Students unhappy with solution to cancel segment of psychometric exam following leak

The institute said it would cancel the section in question so that it will not be included in the final grading of the exams.

Empty Classroom (photo credit: MARC ISRAEL SELLEM/THE JERUSALEM POST)
Empty Classroom
(photo credit: MARC ISRAEL SELLEM/THE JERUSALEM POST)
Students are protesting the solution provided by the National Institute for Testing and Evaluation (NITE) canceling a segment of the psychometric exam.
The institute announced on Sunday it would cancel one of the quantitative reasoning sections of the psychometric exam after students alleged that it had been included ahead of time in a mock test of one of the test preparation institutes.
The institute said it would cancel the section in question so that it will not be included in the final grading of the exams. Despite this, students are protesting and claiming that this move is not enough, as it still provided the students who were familiar with the section a distinct “advantage,” granting them more time to move on to other sections.
The students even launched a Facebook page on Monday – “The Official page for protesting the April 2015 Psychometric Exam” – which has to date garnered almost 100 “likes.”
“Already today a formal letter with legal representation will be sent to the National Institute for Testing and Evaluation protesting their solution and demanding a more thorough examination of the circumstances and a proper solution for all the examinees,” the students wrote on the Facebook page.
The psychometric exam, required for students applying for admittance to universities and colleges, has eight sections and three parts – Quantitative, Verbal (Hebrew) and English, and determines the scores relative to the success and failure of all students who were tested on a particular date.

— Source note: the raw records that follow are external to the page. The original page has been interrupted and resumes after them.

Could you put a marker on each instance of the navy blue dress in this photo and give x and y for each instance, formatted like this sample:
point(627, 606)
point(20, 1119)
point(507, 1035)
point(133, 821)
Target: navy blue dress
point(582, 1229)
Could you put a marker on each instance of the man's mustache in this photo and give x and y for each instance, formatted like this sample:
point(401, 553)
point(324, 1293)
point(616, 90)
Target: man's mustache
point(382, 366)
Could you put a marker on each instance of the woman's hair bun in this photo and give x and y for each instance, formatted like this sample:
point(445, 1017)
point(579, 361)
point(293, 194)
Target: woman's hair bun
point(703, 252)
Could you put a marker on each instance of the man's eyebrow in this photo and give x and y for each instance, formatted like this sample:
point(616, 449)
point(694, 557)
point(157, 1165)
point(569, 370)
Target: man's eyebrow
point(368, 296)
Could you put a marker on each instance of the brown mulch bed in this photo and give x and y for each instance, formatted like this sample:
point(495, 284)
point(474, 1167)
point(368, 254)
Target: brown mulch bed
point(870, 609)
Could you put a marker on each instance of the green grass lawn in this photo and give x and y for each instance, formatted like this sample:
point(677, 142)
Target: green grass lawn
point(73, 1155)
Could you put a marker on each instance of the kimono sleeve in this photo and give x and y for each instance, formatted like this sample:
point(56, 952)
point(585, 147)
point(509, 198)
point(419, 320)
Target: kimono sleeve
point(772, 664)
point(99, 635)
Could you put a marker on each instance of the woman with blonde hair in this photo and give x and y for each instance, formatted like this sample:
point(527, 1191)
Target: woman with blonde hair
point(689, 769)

As such, many candidates take a course in one of numerous test preparation institutes and sit for mock exams ahead of the real test.
If a group of students had access to or knowledge of questions from the real exam, it would help them increase their scores, and reduce the scores of all others who sit for the exam.
“Those who know me know, that for the past three months I have been studying like crazy for the upcoming psychometric exam in April.
I signed up for an excellent [preparatory] course, I felt that the course was able to bring me to a point of knowledge and to the achievements in the simulation [exams] to which I aspired,” one student who took the exam wrote on her Facebook page.
According to this student, following the exam she found out that, “a full quantitative chapter that was on the real exam also appeared on one of the simulation exams in the past of students of a certain [test preparatory] institute.”
She attached pictures of the section in question to her Facebook post, which has garnered more than a thousand “likes” and “shares.”
“Ultimately, this situation is likely to lead to an unfair test and to lower grades of students who studies for three months and paid a lot of money on a course and on the test date,” she wrote.
The National Institute for Testing and Evaluation, which administers the psychometric exam, had said it would look into the incident.
“On learning about the complaints the institute began to thoroughly examine the issue and will notify its findings to all test takers upon completion,” the institute said.
The institute also noted that there are eight chapters in every exam, of which only six are used to determine the final score.
The other two sections are used as “backup and for various testing.”